For this activity follow Neural machine translation with a Transformer and Keras.
Submit completed Colab notebook showing generated output.
The data found in this tutorial is a data set from Tensor Flow of a data set full of Portuguese-English translations. This dataset has about 52,000 training sets, 1,200 validation sets, and 1,800 test cases. The program then breaks down all the words and gives them numerical value and tries to rebuild it back up to human readable text, a process called tokenizing. Lastly, it tests the data set to ensure that the data has been processed correctly.
This program uses a transformer model to train the data, and there is a lot that goes into a transformer model, so I have broken it up into categories:
Takes in both the Portuguese and English input tokens and converts them to vectors.
This part of the transfomer makes the training much faster. This part also ensures that vectors are updated by attention layers rather than replace them.
This is broken into four categories of attention layers: base attention layer, cross attention layer, global self attention layer, and casual self attention layer.
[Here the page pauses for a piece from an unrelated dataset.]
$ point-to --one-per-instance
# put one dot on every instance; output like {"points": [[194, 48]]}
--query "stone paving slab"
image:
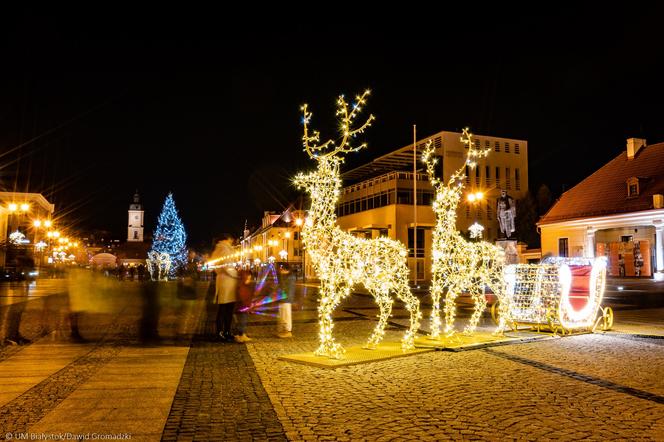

The cross attention layer connects the encoder and the decoder. The global self attention layer deals with context sequences and propogating information. The self attention layer is similar to the global self attention layer, but deals with the output.
After the encoder and the decoder has been constructed, the program then gives the transformer specific parameters, and the program uses those to build a model, train a model, test the model, and the examine the results.